La guerre commerciale est déclarée: alors que le marché de l'internet s'érode et que l'enfant terrible parmi les fournisseurs d'accès, Free, annonce une entrée fracassante dans le mobile en 2012, les opérateurs multiplient à tout va les offres pour fidéliser leur clientèle.
Bouygues Telecom avait jeté le premier un pavé dans la mare, en mai 2009, en se lançant sur le marché de l'internet avec une offre "quatre en un" alliant box (internet, télévision, téléphonie fixe) et mobile.
Alors que le marché était déjà saturé, il a réussi à recruter 500.000 abonnés internet en un an avec ses offres couplées d'un prix minimum de 44,80 euros par mois, bousculant encore un peu plus les fournisseurs d'accès traditionnels.
Orange (France Télécom) a suivi en lançant le 19 août une gamme de formules cumulant box et mobile, à des prix s'étageant de 57,90 à 112,90 euros.
SFR, qui avait déjà lancé une telle offre sur le segment haut de gamme avec forfait mobile illimité, le tout à 100 euros, a annoncé mercredi qu'il fera des remises aux familles cumulant plusieurs portables et/ou box pouvant atteindre 20% de la facture totale.

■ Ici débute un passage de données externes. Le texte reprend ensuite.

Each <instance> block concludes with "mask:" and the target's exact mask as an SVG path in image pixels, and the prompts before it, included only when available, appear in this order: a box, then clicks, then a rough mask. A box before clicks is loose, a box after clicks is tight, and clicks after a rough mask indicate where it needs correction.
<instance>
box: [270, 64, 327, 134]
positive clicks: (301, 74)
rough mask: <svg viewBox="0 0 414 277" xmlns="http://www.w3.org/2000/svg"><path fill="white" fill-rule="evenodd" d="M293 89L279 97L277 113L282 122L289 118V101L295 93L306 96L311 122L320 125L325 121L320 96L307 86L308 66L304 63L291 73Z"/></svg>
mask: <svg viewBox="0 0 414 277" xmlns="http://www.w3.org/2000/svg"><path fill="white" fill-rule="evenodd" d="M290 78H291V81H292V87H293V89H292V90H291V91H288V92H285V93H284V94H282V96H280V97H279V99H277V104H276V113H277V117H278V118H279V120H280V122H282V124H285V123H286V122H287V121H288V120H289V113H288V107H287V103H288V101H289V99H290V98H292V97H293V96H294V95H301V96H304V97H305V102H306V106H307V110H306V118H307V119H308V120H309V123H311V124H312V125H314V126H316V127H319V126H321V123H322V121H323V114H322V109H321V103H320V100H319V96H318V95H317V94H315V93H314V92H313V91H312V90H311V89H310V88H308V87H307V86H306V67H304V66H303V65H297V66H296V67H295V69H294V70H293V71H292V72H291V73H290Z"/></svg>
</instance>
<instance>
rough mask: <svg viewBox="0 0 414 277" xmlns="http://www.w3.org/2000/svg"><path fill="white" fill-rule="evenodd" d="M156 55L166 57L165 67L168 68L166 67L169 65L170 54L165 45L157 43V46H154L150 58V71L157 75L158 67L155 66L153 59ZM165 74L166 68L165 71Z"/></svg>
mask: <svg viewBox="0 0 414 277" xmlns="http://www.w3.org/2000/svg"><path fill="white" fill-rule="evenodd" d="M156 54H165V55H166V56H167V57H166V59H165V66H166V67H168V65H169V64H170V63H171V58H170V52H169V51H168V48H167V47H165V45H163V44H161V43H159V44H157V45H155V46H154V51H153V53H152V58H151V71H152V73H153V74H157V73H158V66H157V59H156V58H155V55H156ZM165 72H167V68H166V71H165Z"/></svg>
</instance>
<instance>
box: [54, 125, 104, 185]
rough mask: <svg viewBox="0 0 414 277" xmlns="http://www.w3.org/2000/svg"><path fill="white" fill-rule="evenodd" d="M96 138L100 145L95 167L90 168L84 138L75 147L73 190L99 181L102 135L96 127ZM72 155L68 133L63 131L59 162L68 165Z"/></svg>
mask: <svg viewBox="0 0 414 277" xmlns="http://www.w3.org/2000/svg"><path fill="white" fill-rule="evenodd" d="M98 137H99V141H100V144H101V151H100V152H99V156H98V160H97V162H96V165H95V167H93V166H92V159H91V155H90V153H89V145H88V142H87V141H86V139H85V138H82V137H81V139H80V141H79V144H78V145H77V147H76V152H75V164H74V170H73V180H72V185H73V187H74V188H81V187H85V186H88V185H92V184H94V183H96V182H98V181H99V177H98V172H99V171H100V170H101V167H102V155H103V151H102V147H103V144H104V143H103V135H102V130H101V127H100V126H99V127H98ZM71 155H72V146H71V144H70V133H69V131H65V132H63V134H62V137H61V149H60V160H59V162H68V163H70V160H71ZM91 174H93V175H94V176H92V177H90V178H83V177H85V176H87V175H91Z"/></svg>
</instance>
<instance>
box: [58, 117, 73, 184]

L'objectif est que le client rassemble ses divers abonnements chez un seul opérateur, "pour éviter qu'il ne parte chez le concurrent", commente l'analyste télécoms Stéphane Dubreuil, directeur associé de Sia Conseil.
Les offres "quadruple play" poussent le client à s'engager sur 24 mois avec des prix plus attractifs que sur un an. "La probabilité que votre client s'en aille est donc très, très faible. C'est vraiment défensif", ajoute-t-il.
Car les opérateurs "craignent l'arrivée de Free", qui pourra s'appuyer sur sa base de 4,5 millions d'abonnés internet, fait aussi valoir Virginie Lazès, associée gérante de la banque d?affaire Bryan Garnier.
"Quand Free arrivera, on pourra vraiment parler de guerre des prix dans le mobile", affirme cette spécialiste des nouvelles technologies.
Si le prix des box est très bas en France, celui des communications mobiles figure parmi les plus élevés d'Europe.
Xavier Niel, le patron du fournisseur d'accès atypique, qui joue depuis huit ans le trublion de l'internet avec sa box à 29,90 euros, a déjà promis de diviser par deux la facture mobile d'un ménage français moyen.
Il est donc urgent pour les opérateurs d'occuper le terrain avant l'arrivée de Free, qui pourrait grignoter 5 à 7% du marché en trois ans. M. Dubreuil voit même Free rompre avec le modèle du forfait avec engagement obligatoire, laissant le client libre de partir quand il le veut.
"Le vrai problème, c'est que 75% des consommateurs seront enfermés dans ces offres verrouillées quand Free arrivera sur le marché", dénonce Edouard Barreiro, d'UFC-Que Choisir, en rappelant qu'il est très difficile de changer d'opérateur, car "les coûts de sortie sont énormes".
Jusqu'ici, les opérateurs se faisaient une guerre coûteuse pour attirer de nouveaux clients. Mais avec la saturation du marché du mobile (avec 95,8% des Français équipés) et de l'internet (20 millions de foyers connectés), la stratégie a changé.
"L'opérateur est plus dans une logique de vente de produits supplémentaires à un client qu'il a déjà, qu'il connaît, dont il a les coordonnées, dont il connaît les habitudes de consommation", explique Mme Lazès.
D'ailleurs, "les réductions consenties (dans ces nouvelles formules, ndlr) ne sont pas énormes, c'est beaucoup plus du marketing qu'un vrai gain de prix pour le consommateur", pointe-t-elle.